RESEARCH ARTICLE
Inter-Subject Synchronization of Prefrontal Cortex Hemodynamic Activity During Natural Viewing
Iiro P Jääskeläinen*, 1, 2, Katri Koskentalo1, 2, Marja H Balk1, 2, 3, Taina Autti3, Jaakko Kauramäki1, 2, Cajus Pomren1, 2, Mikko Sams1, 2
Article Information
Identifiers and Pagination:
Year: 2008Volume: 2
First Page: 14
Last Page: 19
Publisher ID: TONIJ-2-14
DOI: 10.2174/1874440000802010014
PMID: 19018313
PMCID: PMC2577941
Article History:
Received Date: 25/2/2008Revision Received Date: 8/3/2008
Acceptance Date: 12/3/2008
Electronic publication date: 1/4/2008
Collection year: 2008

open-access license: This is an open access article distributed under the terms of the Creative Commons Attribution License (http://creativecommons.org/licenses/by/2.5/), which permits unrestrictive use, distribution, and reproduction in any medium, provided the original work is properly cited.
Abstract
Hemodynamic activity in occipital, temporal, and parietal cortical areas were recently shown to correlate across subjects during viewing of a 30-minute movie clip.

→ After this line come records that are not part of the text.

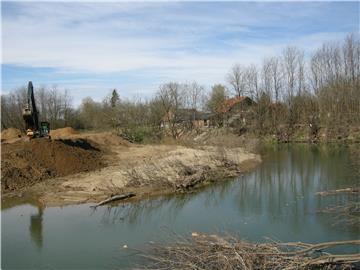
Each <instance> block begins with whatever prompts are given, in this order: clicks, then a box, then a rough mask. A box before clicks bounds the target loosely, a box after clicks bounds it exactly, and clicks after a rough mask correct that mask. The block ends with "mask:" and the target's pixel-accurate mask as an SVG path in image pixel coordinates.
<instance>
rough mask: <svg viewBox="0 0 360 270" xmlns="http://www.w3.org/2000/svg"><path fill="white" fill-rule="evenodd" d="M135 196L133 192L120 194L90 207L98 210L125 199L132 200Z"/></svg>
mask: <svg viewBox="0 0 360 270" xmlns="http://www.w3.org/2000/svg"><path fill="white" fill-rule="evenodd" d="M134 196H135V193H132V192H129V193H125V194H120V195H114V196H111V197H110V198H108V199H106V200H103V201H101V202H99V203H98V204H96V205H93V206H90V207H93V208H96V207H98V206H101V205H104V204H108V203H110V202H113V201H119V200H124V199H127V198H131V197H134Z"/></svg>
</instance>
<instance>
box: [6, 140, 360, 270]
mask: <svg viewBox="0 0 360 270" xmlns="http://www.w3.org/2000/svg"><path fill="white" fill-rule="evenodd" d="M356 164H359V163H356V162H354V157H353V155H352V154H351V149H350V148H348V147H339V146H314V145H293V146H291V145H282V146H280V147H273V148H267V149H266V150H265V151H264V153H263V163H262V164H260V165H259V166H258V167H257V168H256V169H255V170H254V171H253V172H251V173H247V174H245V175H243V176H240V177H238V178H236V179H234V180H229V181H222V182H219V183H218V184H215V185H211V186H208V187H206V188H203V189H201V190H198V191H197V192H194V193H191V194H186V195H176V196H166V197H159V198H154V199H150V200H143V201H140V202H136V203H131V204H129V203H122V204H119V205H117V206H112V207H111V206H104V207H98V208H97V209H96V210H95V211H94V210H92V209H91V208H90V207H89V206H90V205H88V204H86V205H76V206H67V207H49V208H44V209H42V208H39V207H37V206H36V205H33V204H31V203H22V204H17V203H16V201H14V202H12V203H11V202H10V204H11V205H12V206H11V207H10V206H9V205H10V204H9V202H7V203H3V206H2V211H1V255H2V256H1V268H2V269H123V268H131V267H134V266H136V265H137V264H138V263H139V262H140V261H139V257H138V256H137V251H136V250H137V249H141V250H143V249H146V247H147V243H148V242H149V241H154V242H166V241H171V237H170V235H171V233H172V232H175V233H177V234H183V235H190V233H191V232H193V231H196V232H203V233H222V232H230V233H234V234H236V235H238V236H240V237H241V238H243V239H246V240H249V241H265V237H270V238H272V239H275V240H279V241H303V242H311V243H315V242H324V241H334V240H347V239H359V238H360V228H359V227H356V226H353V225H349V224H348V222H347V220H346V218H339V216H338V215H335V214H326V213H319V212H318V210H319V209H324V208H326V207H329V206H337V205H343V204H345V203H346V202H347V201H348V200H350V199H352V200H354V198H353V197H351V196H354V195H344V194H343V195H336V196H327V197H321V196H316V195H315V193H316V192H317V191H323V190H331V189H339V188H344V187H349V186H354V185H359V183H358V182H359V181H360V178H359V174H358V172H359V168H357V165H356ZM356 199H357V200H359V198H355V200H356ZM125 244H126V245H127V246H128V247H129V248H128V249H124V248H122V247H123V245H125ZM338 251H340V252H342V251H343V252H346V250H341V249H340V250H338Z"/></svg>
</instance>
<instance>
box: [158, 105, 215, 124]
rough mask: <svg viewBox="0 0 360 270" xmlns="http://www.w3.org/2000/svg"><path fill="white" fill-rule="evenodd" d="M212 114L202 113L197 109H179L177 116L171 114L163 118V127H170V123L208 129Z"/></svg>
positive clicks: (171, 112) (165, 116)
mask: <svg viewBox="0 0 360 270" xmlns="http://www.w3.org/2000/svg"><path fill="white" fill-rule="evenodd" d="M210 117H211V114H210V113H206V112H201V111H198V110H195V109H178V110H177V112H176V114H174V113H173V112H169V113H168V114H166V115H164V117H163V118H162V124H161V125H162V127H165V128H166V127H168V126H169V124H170V123H169V122H171V123H173V124H176V125H184V126H185V125H186V126H189V127H208V126H210Z"/></svg>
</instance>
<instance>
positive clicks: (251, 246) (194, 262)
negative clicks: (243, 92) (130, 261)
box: [141, 233, 360, 270]
mask: <svg viewBox="0 0 360 270" xmlns="http://www.w3.org/2000/svg"><path fill="white" fill-rule="evenodd" d="M343 245H348V246H355V247H356V246H358V245H360V240H353V241H339V242H328V243H320V244H307V243H300V242H296V243H278V242H267V243H259V244H254V243H249V242H246V241H241V240H239V239H238V238H236V237H231V236H227V237H221V236H218V235H204V234H199V233H192V238H184V237H179V236H177V238H176V239H175V241H173V243H172V244H170V245H155V244H152V245H151V247H150V251H147V252H146V254H145V255H144V257H145V258H146V259H147V261H148V266H147V267H144V268H141V269H197V270H201V269H204V270H205V269H206V270H209V269H229V270H230V269H239V270H240V269H241V270H248V269H357V268H356V267H358V266H359V263H360V254H359V253H354V254H330V253H328V252H326V250H327V249H328V248H332V247H335V246H343Z"/></svg>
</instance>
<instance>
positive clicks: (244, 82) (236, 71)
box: [226, 64, 245, 96]
mask: <svg viewBox="0 0 360 270" xmlns="http://www.w3.org/2000/svg"><path fill="white" fill-rule="evenodd" d="M226 81H227V82H228V83H229V84H230V85H231V87H232V89H233V91H234V93H235V95H237V96H242V95H243V94H244V87H245V82H244V70H243V68H242V67H241V66H240V65H239V64H236V65H234V66H233V67H232V68H231V70H230V71H229V73H228V74H227V75H226Z"/></svg>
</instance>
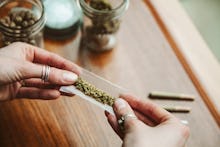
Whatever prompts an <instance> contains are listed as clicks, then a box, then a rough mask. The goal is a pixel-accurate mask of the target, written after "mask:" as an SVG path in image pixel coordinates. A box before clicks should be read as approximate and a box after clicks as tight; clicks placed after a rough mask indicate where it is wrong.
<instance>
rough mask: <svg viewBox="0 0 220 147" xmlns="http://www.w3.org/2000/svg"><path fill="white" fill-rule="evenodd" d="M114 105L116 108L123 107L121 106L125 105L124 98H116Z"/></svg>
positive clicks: (119, 108)
mask: <svg viewBox="0 0 220 147" xmlns="http://www.w3.org/2000/svg"><path fill="white" fill-rule="evenodd" d="M114 105H115V107H116V109H117V110H120V109H123V108H125V107H126V102H125V100H123V99H121V98H118V99H116V101H115V104H114Z"/></svg>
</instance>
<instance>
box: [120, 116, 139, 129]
mask: <svg viewBox="0 0 220 147" xmlns="http://www.w3.org/2000/svg"><path fill="white" fill-rule="evenodd" d="M127 119H138V118H137V116H135V115H134V114H133V113H128V114H125V115H122V116H121V117H120V119H119V120H118V124H119V127H120V129H121V130H122V131H124V130H125V127H124V123H125V121H126V120H127Z"/></svg>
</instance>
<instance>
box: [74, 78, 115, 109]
mask: <svg viewBox="0 0 220 147" xmlns="http://www.w3.org/2000/svg"><path fill="white" fill-rule="evenodd" d="M74 85H75V87H76V88H77V89H78V90H80V91H81V92H83V93H84V94H85V95H88V96H90V97H92V98H94V99H95V100H96V101H98V102H101V103H103V104H107V105H109V106H112V105H113V103H114V100H115V98H114V97H112V96H110V95H108V94H107V93H106V92H104V91H102V90H101V89H98V88H96V87H95V86H94V85H92V84H90V83H88V82H87V81H85V80H84V79H82V78H80V77H79V78H78V80H77V81H76V82H75V83H74Z"/></svg>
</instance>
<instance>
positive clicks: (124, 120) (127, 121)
mask: <svg viewBox="0 0 220 147" xmlns="http://www.w3.org/2000/svg"><path fill="white" fill-rule="evenodd" d="M113 108H114V112H115V115H116V117H117V119H118V120H120V119H122V117H123V118H124V124H123V127H124V131H125V132H130V131H132V130H133V129H135V128H136V126H137V125H138V122H139V121H138V119H137V117H136V116H135V114H134V111H133V110H132V109H131V107H130V106H129V104H128V103H127V102H126V101H125V100H123V99H121V98H118V99H116V101H115V103H114V105H113Z"/></svg>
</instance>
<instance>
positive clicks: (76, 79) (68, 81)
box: [63, 73, 78, 82]
mask: <svg viewBox="0 0 220 147" xmlns="http://www.w3.org/2000/svg"><path fill="white" fill-rule="evenodd" d="M63 79H64V80H65V81H67V82H75V81H76V80H77V79H78V76H77V74H75V73H63Z"/></svg>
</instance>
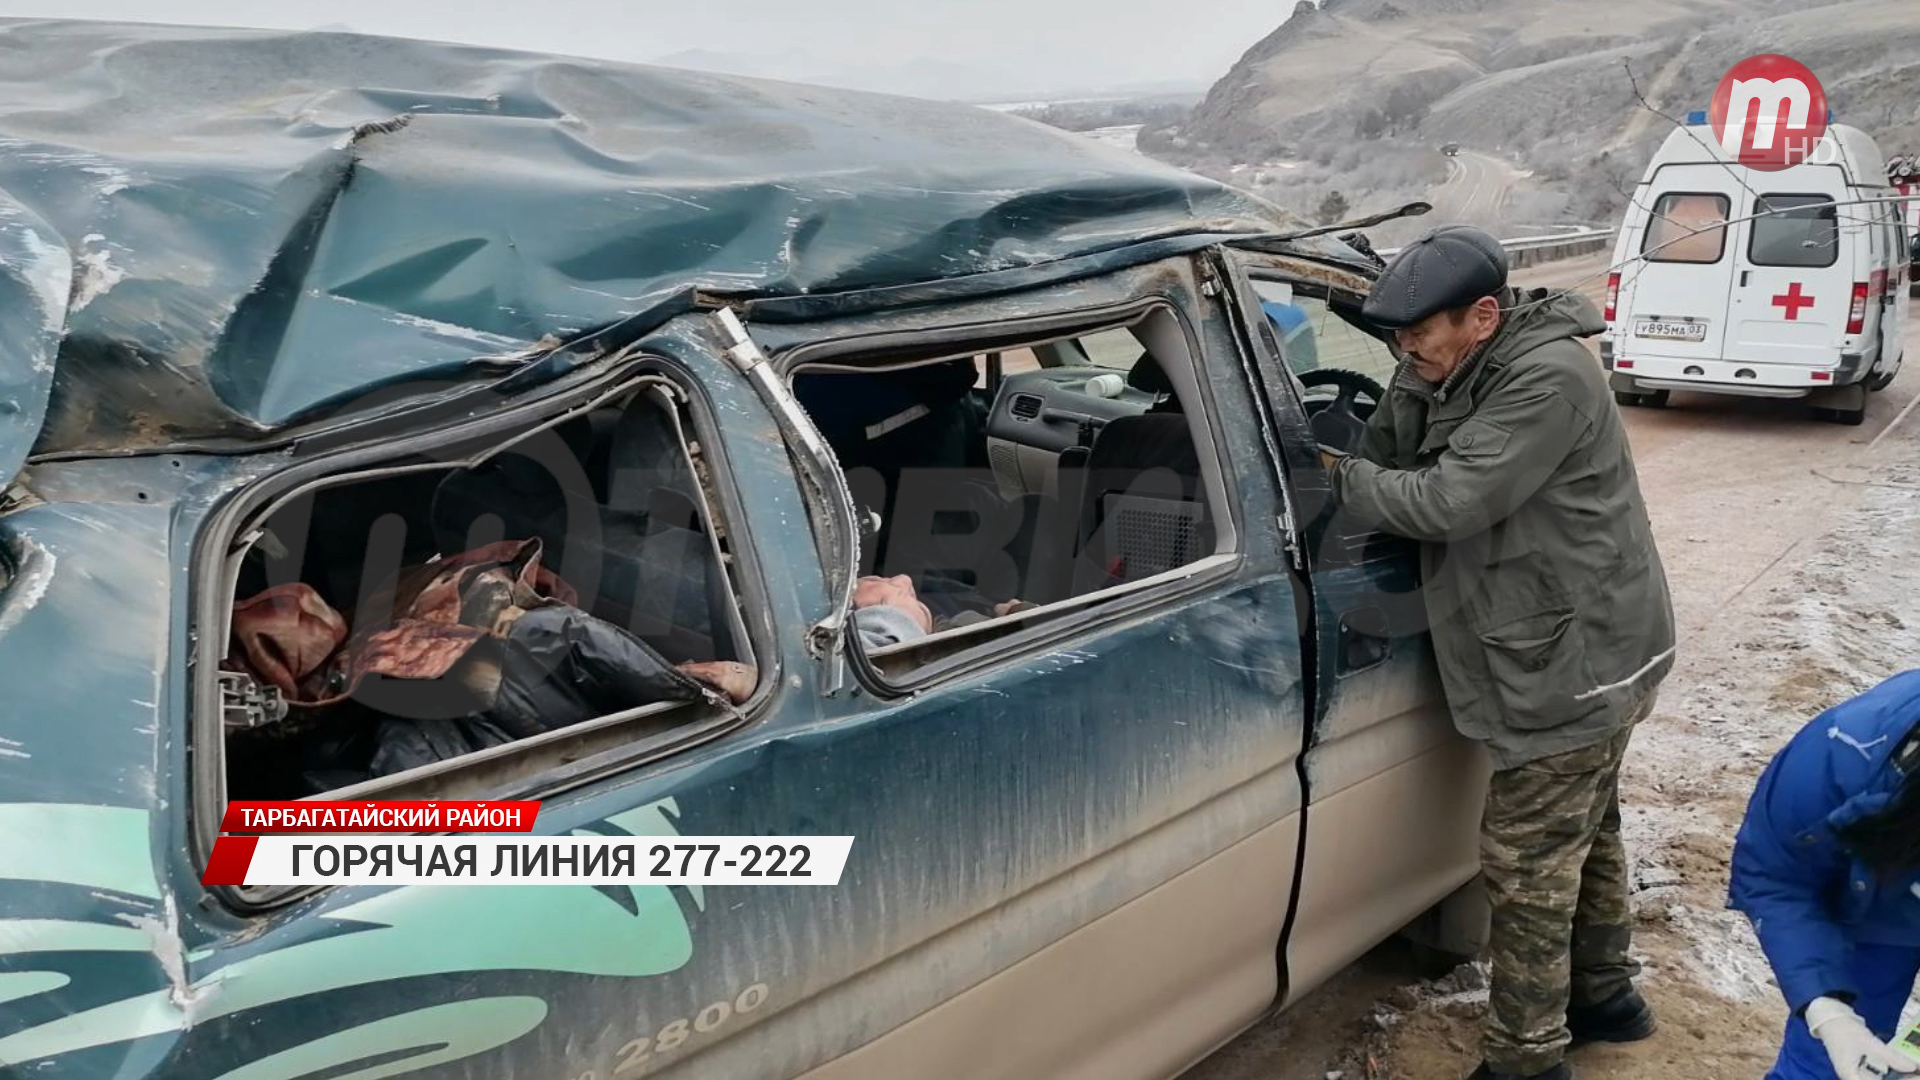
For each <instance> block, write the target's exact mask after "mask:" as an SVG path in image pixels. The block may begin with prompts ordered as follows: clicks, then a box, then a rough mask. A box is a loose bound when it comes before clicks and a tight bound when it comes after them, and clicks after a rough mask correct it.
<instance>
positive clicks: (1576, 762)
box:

However, most of the frontal cortex lacked between-subject correlations. Here we presented 12 healthy naïve volunteers with the first 72 minutes of a movie (“Crash”, 2005, Lions Gate Films) outside of the fMRI scanner to involve the subjects in the plot of the movie, followed by presentation of the last 36 minutes during fMRI scanning. We observed significant between-subjects correlation of fMRI activity in especially right hemisphere frontal cortical areas, in addition to the correlation of activity in temporal, occipital, and parietal areas. It is possible that this resulted from the subjects following the plot of the movie and being emotionally engaged in the movie during fMRI scanning. We further show that probabilistic independent component analysis (ICA) reveals meaningful activations in individual subjects during natural viewing.